How Virtual Machine data is stored and managed within a HPE SimpliVity Cluster – Part 6 – Calculating backup capacity

So far in this series, we have discussed how the HPE SimpliVity platform intelligently places vm’s and their associated data containers, and how these data containers are automatically provisioned and distributed across a cluster of nodes.

I have talked about data containers with regards to virtual machines, as in, data containers are constructs for holding all data (vm config and flat files) associated with a virtual machine as illustrated below 

data-container-contents


But what about backups ? how are they stored and managed ? Firstly lets look briefly look at the backup mechanism and types….

HPE SimpliVity Backups

HPE SimpliVity backups are independent snapshots of a virtual machine’s data container (at the time of backup) and are independently stored in the HPE SimpliVity object store.

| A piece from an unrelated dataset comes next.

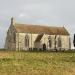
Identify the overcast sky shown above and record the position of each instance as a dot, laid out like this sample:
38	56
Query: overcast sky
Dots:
44	12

They are not mounted to the NFS datastore until needed. These backups are stored in HA pairs and are kept on the same nodes as the virtual machine’s primary and secondary data containers to maximize de-duplication of data.

backups

This post will not explain how they are logically independent as explaining the concept would require a separate post in itself and will lead to other questions in regards to capacity management I often get asked. In my next post I will look to explain how data containers are logically independent from each other which will lead us naturally into space reclamation scenario’s

HPE SimpliVity Backup Mechanism

The snapshot process is handled natively by the HPE SimpliVity platform  

  1. A point in time Data Container (Snapshot) is created locally.
  2. This is done by creating a new reference to the data container and incrementing reference counts in the Object Store of the source data container.
  3. No data writes are incurred, just metadata and index update operations.
  4. The extra reference allows for full de-duplication  

Backup Types

The HPE SimpliVity platform supports three flavors of snapshots and regardless of the backup type the end result is always the same, a HPE SimpliVity snapshot will be taken.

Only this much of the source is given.